Frontcrawl can be a complex and confusing stroke but when done correctly it appears effortless. The real challenge of the stroke doesn’t actually lie with any particular physical movement or skill, it comes from the intricate coordination of all these movements into a structured and efficient pattern.
How you think about the stroke has a massive impact on how you perform it. An example of this is a swimmer who has repeatedly had the reinforcement of a message such as “kick harder” drilled into them over many years and countless lengths. This has become the foundational basis of their stroke. They are naturally going to rely heavily on their legs while swimming and this intense focus reverberates around the whole stroke and impacts every area imaginable.
So the question for us becomes “How should we look to build the foundation for our stroke?” and for the answers to this question the best place to turn is always the data that the top researchers in the field have compiled.
Arms vs Legs?
You would probably imagine that a good stroke is relatively balanced between the arms and the legs right? Well the data here is actually really interesting and shows that on average the legs only account for 8-10% of the propulsion of top swimmers. 8-10%!! That’s a seismic shift in terms of the conventional wisdom of Frontcrawl.

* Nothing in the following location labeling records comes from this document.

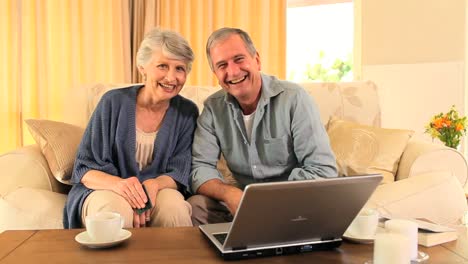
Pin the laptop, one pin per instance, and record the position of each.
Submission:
(279, 218)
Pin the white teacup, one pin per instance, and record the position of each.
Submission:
(364, 224)
(104, 226)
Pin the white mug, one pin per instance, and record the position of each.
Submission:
(364, 224)
(104, 226)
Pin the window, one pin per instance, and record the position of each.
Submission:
(319, 40)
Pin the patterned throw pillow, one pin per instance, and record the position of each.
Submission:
(58, 143)
(361, 149)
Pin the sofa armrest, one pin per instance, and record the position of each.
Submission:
(27, 167)
(422, 156)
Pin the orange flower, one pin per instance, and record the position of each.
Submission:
(447, 123)
(438, 123)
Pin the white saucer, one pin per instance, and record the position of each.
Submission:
(361, 240)
(84, 239)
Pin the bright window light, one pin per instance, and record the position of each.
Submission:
(320, 42)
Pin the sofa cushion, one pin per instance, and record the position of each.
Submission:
(58, 142)
(28, 208)
(361, 149)
(436, 196)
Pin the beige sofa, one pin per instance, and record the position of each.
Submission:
(428, 180)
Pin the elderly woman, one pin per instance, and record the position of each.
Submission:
(139, 136)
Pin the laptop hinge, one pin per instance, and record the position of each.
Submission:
(239, 248)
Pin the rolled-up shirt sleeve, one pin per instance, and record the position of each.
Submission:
(205, 151)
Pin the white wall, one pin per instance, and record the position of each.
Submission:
(415, 52)
(411, 94)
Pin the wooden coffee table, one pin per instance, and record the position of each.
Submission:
(177, 245)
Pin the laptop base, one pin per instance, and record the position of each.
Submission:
(246, 254)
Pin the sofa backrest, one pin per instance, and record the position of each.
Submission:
(353, 101)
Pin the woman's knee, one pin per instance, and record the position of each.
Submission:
(108, 201)
(171, 209)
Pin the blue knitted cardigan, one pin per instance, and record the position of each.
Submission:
(109, 143)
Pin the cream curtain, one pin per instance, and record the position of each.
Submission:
(9, 70)
(264, 20)
(49, 47)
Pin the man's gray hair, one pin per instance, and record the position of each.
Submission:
(224, 33)
(171, 44)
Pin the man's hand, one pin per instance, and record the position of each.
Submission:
(221, 191)
(232, 200)
(139, 220)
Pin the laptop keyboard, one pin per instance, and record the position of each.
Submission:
(221, 237)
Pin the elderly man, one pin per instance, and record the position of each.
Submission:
(266, 129)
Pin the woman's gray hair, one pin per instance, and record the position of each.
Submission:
(171, 44)
(224, 33)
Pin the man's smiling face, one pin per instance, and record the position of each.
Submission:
(238, 72)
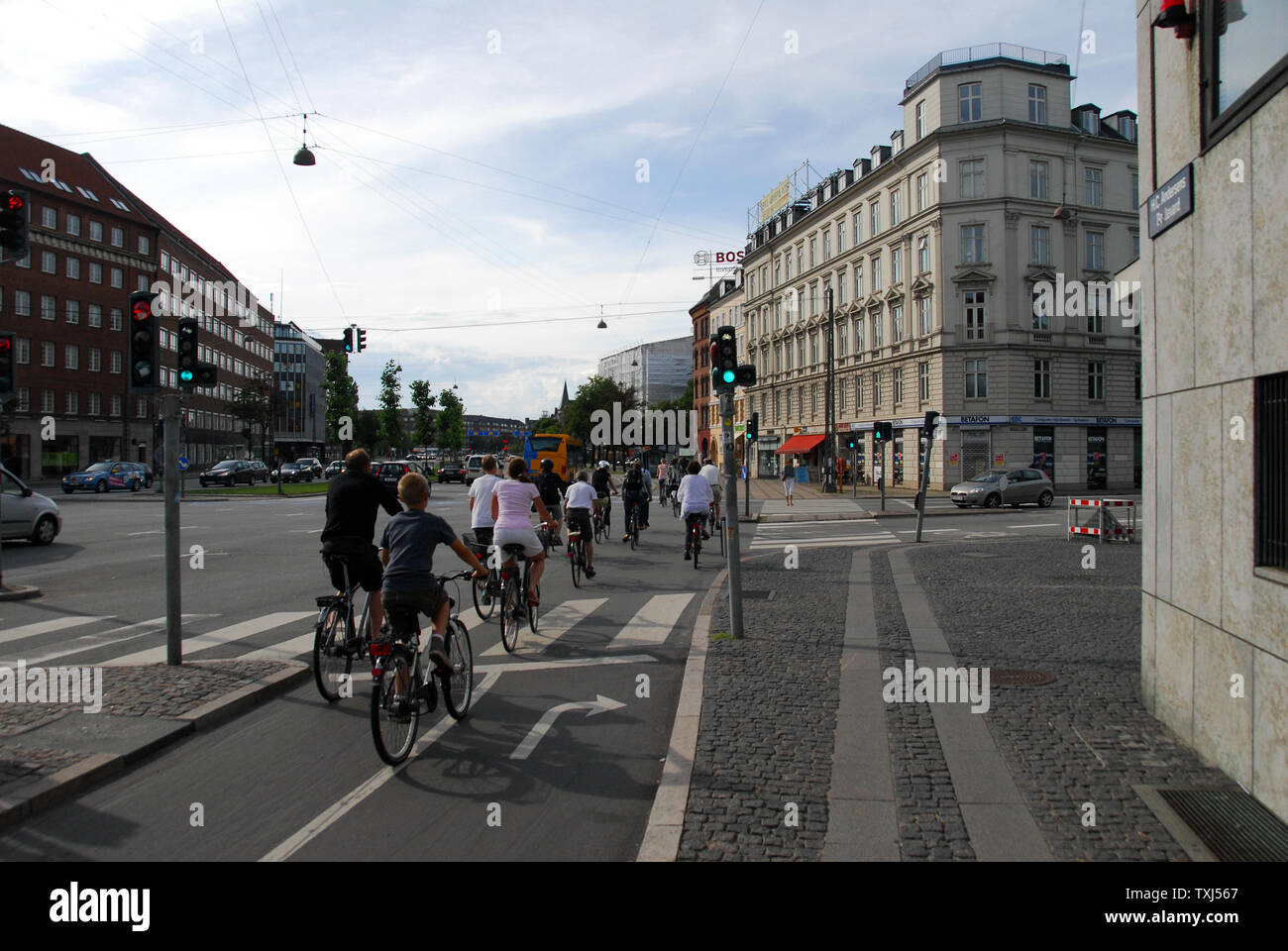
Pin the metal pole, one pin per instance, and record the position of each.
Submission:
(732, 505)
(172, 612)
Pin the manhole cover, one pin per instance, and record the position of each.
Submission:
(1019, 678)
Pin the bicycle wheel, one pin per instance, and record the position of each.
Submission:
(484, 602)
(459, 686)
(509, 621)
(394, 719)
(329, 669)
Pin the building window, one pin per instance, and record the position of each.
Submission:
(1095, 187)
(975, 308)
(1039, 244)
(1095, 380)
(1095, 251)
(1039, 175)
(1037, 103)
(1041, 379)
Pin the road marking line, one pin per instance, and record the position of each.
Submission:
(53, 624)
(338, 809)
(653, 622)
(215, 638)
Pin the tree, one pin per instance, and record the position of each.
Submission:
(390, 414)
(342, 397)
(423, 399)
(451, 422)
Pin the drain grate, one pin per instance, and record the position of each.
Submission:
(1234, 826)
(1004, 677)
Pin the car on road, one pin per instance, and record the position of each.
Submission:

I was floored when I first read that and saw those astronomical numbers for arm-lead propulsion. I wanted to search deeper and see was there any other data points that either supported or contradicted this statistic which I was sure was on outlier. Along that journey I found two more statistics that can help revolutionise the way we envisage Frontcrawl, we are going to look at them in a bit more detail.
Propulsion & Balance
The first of these was the relative inversely proportional relationship between propulsion and balance. This showed that while the legs didn’t do much in the way of propulsion they and the torso contributed up to 90% of the swimmers balance. This becomes critical to how we view the role of the legs in swimming.

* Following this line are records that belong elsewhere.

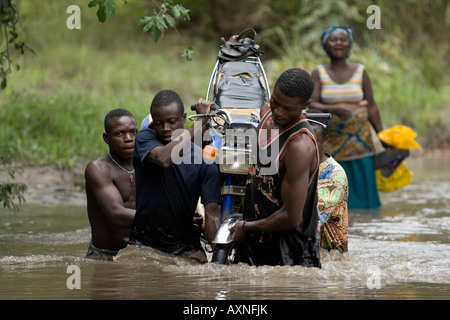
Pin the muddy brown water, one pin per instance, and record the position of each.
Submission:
(401, 251)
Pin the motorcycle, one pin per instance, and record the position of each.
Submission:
(239, 88)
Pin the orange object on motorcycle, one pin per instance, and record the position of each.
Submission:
(209, 152)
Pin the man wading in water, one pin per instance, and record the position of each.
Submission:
(280, 224)
(110, 188)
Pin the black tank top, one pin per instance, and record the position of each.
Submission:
(263, 197)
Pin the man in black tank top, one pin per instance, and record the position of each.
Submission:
(280, 225)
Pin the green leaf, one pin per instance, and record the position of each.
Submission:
(170, 20)
(93, 3)
(155, 34)
(101, 14)
(160, 24)
(176, 11)
(188, 53)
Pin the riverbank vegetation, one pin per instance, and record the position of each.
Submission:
(53, 107)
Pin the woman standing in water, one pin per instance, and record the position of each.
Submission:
(343, 89)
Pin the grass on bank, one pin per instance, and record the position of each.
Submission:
(53, 108)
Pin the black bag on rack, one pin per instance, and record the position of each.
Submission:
(239, 48)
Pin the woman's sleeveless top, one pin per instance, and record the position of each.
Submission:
(351, 138)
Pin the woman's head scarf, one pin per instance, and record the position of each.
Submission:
(347, 30)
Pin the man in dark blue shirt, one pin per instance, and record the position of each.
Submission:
(171, 175)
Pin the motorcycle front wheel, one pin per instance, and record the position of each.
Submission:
(223, 254)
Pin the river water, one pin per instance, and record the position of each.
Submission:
(401, 251)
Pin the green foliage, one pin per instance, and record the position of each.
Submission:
(160, 20)
(10, 192)
(157, 23)
(105, 8)
(52, 111)
(9, 18)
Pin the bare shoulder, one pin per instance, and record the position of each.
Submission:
(302, 150)
(97, 168)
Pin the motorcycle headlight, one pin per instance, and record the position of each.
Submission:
(233, 160)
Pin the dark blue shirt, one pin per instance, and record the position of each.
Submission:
(166, 199)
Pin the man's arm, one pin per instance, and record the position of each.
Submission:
(294, 187)
(108, 197)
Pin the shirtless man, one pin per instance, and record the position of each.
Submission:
(110, 187)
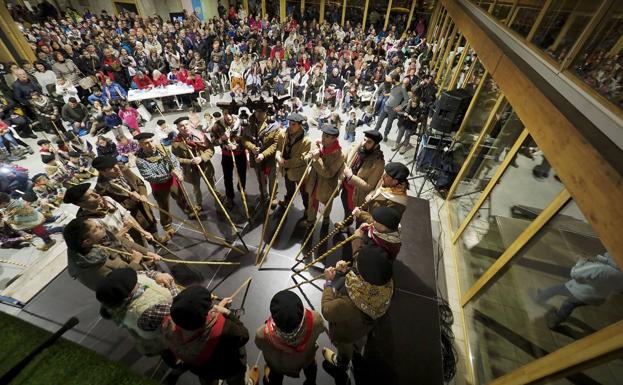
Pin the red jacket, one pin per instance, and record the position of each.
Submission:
(142, 83)
(197, 83)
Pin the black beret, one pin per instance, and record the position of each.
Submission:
(287, 310)
(75, 193)
(296, 117)
(374, 265)
(104, 162)
(190, 307)
(116, 287)
(180, 119)
(397, 171)
(330, 129)
(387, 217)
(143, 135)
(374, 135)
(37, 176)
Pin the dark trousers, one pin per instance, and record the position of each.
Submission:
(291, 187)
(228, 172)
(310, 373)
(391, 115)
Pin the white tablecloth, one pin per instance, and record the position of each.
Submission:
(160, 92)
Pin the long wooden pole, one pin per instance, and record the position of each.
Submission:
(272, 196)
(317, 277)
(318, 220)
(285, 214)
(215, 195)
(327, 253)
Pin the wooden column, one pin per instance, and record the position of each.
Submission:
(365, 16)
(15, 36)
(282, 10)
(389, 10)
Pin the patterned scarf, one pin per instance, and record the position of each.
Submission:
(295, 341)
(370, 299)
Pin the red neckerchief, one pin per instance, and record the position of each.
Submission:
(331, 149)
(269, 332)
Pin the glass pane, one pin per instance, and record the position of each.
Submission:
(599, 62)
(562, 24)
(608, 373)
(561, 287)
(487, 158)
(525, 16)
(527, 186)
(502, 10)
(477, 118)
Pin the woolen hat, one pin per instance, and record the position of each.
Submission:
(386, 216)
(116, 287)
(180, 119)
(330, 129)
(287, 310)
(75, 193)
(104, 162)
(374, 135)
(191, 306)
(374, 265)
(397, 171)
(143, 135)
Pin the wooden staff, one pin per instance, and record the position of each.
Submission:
(318, 220)
(9, 262)
(181, 260)
(285, 214)
(218, 240)
(215, 195)
(272, 196)
(242, 193)
(187, 197)
(327, 253)
(317, 277)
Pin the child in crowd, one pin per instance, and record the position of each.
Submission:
(126, 148)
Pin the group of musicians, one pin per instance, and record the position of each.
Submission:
(110, 244)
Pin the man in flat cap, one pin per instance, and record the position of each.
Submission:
(292, 160)
(138, 302)
(384, 231)
(208, 338)
(109, 212)
(193, 149)
(89, 263)
(288, 339)
(364, 168)
(262, 139)
(163, 172)
(352, 301)
(225, 132)
(392, 193)
(121, 184)
(327, 165)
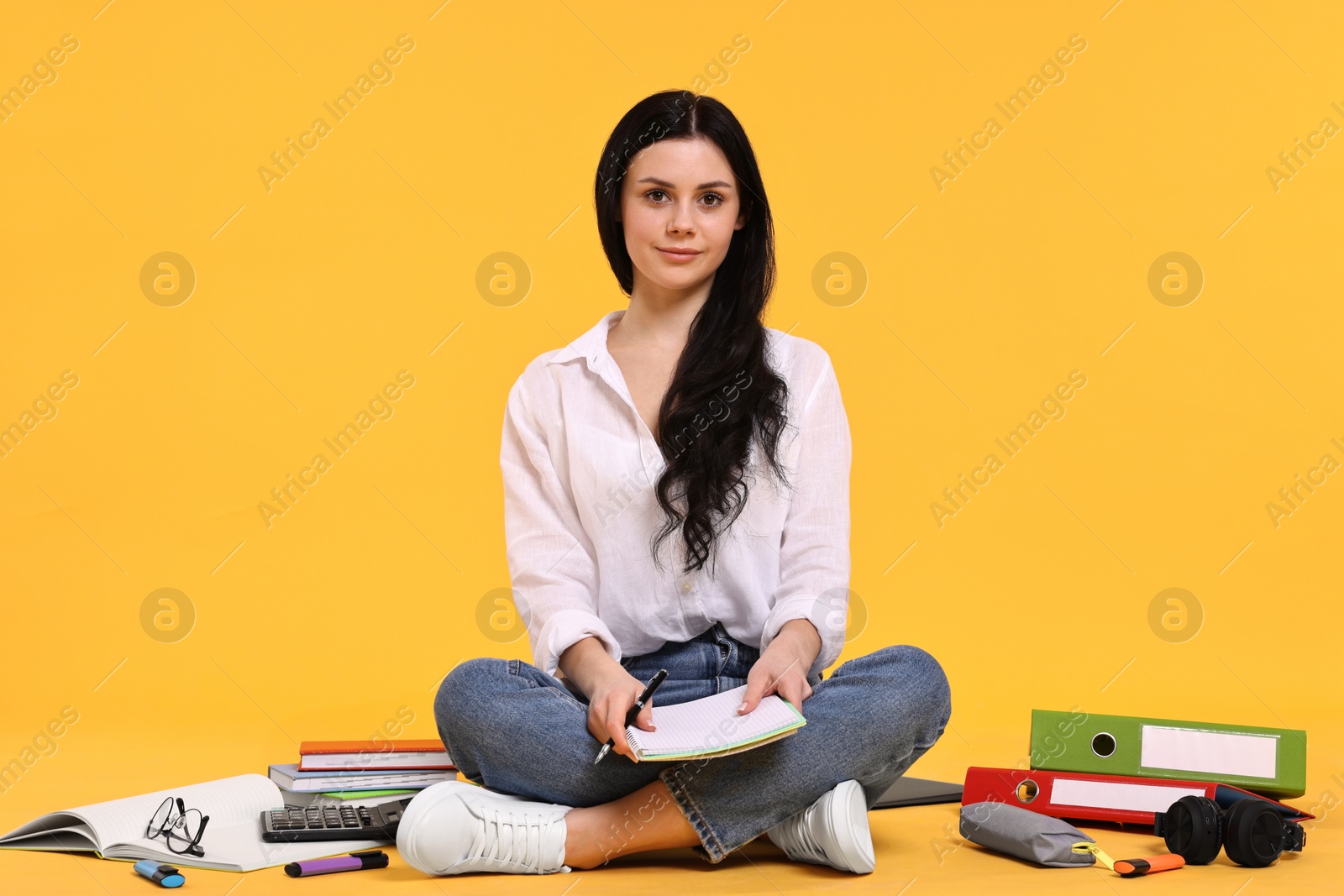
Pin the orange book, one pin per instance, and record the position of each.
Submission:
(370, 755)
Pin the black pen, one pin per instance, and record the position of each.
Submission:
(635, 710)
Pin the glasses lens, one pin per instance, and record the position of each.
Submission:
(185, 832)
(160, 819)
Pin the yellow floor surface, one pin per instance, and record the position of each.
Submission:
(918, 848)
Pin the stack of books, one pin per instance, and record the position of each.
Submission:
(1126, 768)
(335, 772)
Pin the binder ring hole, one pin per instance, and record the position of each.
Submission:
(1104, 745)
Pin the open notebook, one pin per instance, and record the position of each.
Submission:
(711, 727)
(116, 829)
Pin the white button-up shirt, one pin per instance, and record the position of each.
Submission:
(580, 466)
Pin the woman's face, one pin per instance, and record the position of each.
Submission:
(679, 194)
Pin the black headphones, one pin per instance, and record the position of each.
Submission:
(1252, 831)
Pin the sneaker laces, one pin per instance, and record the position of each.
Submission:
(514, 840)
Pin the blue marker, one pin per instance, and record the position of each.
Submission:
(161, 875)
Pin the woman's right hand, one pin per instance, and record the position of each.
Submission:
(612, 696)
(611, 691)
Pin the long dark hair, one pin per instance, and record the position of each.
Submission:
(723, 390)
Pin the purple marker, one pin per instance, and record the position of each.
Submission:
(355, 862)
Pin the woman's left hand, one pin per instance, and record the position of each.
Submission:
(783, 667)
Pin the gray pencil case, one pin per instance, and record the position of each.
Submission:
(1025, 835)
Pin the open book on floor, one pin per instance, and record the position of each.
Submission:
(232, 840)
(711, 727)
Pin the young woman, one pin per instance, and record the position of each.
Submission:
(680, 414)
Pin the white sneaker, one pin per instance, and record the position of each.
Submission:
(832, 832)
(452, 828)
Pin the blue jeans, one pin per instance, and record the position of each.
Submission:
(515, 730)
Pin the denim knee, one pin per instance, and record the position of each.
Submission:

The second was the relative oxygen consumption rates between the arms and legs at equal thresholds, which essentially means how much oxygen they both burn when working at the same rate. The legs were found to burn upwards of 4x as much oxygen as the arms! Not only do they not give us much propulsion when we kick them harder but they burn up our most vital resource at an exponential rate.
Ok, so now that we are armed with some game changing data points, how can we put these into practice? The most important step is to recognise what the data is showing us in its simplest terms. That is that the arms are primarily responsible for propulsion and the torso and legs are primarily responsible for balance in the water.

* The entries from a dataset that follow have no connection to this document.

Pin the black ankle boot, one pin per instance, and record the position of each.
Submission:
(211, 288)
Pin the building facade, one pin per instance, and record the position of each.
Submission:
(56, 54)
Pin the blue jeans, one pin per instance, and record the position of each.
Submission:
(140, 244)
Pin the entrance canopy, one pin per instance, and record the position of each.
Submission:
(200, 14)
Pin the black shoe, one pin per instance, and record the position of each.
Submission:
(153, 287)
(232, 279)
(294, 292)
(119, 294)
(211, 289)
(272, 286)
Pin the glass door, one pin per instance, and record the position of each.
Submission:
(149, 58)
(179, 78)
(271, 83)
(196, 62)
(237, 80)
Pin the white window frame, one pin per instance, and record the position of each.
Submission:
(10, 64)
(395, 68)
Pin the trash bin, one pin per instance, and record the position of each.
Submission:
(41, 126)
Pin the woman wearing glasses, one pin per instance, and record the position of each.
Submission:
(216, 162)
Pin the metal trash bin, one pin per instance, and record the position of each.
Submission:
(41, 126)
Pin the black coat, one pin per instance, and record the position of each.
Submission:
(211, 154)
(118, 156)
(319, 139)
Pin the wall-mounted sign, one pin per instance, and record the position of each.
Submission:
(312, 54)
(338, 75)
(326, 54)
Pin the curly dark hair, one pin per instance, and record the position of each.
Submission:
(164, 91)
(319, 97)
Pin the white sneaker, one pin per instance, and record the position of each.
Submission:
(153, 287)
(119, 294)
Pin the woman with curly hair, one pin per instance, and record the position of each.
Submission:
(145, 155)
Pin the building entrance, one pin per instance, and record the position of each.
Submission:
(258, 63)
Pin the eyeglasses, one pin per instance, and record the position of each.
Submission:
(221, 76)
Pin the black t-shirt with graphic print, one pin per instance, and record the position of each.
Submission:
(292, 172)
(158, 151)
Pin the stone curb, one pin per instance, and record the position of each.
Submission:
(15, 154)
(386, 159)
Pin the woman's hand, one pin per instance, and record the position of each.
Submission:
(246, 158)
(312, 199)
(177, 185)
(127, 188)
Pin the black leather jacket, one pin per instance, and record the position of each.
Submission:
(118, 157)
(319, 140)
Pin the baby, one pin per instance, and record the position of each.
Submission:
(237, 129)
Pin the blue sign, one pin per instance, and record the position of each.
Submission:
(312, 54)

This fundamentally changes how we view the construction of the stroke. We need to focus on the effectiveness and efficiency of our underwater arm pull as the technical area of chief importance. Combining this with supremely effective rotation based from the hips and we have a winning formula.
The area most people tend to struggle with is the breathing and for good reason, it’s a tough skill to master! However now as we look at it through a new lens we can achieve our goals by utilising an alternative strategy. The goal when breathing is to disrupt the stroke minimally, that’s why people struggle with it so much. They tend to have a smooth stroke when their face is in the water and then everything stops to get their heads up.
If you work on body rotation from the hips in each stroke what you will find is that you are naturally putting yourself in a position to breathe. When the hips and shoulders rotate to lengthen out your stroke all you have to do is let your head stay in line with the shoulders and you should find it breaking the surface of the water and allowing you to take in that vital oxygen.
The Bottom Line:
This is a lot of information to take on but the bottom line is clear. Focus on your arms to move you in the water, not your legs. Work on your rotation in the water to breathe, not lifting. Rotation will also allow you to pull stronger and faster, length out your stroke and help with overall stroke balance.
Swimming is hard. Make it as easy as possible for yourself to maximise your results and reap the benefits of swimming.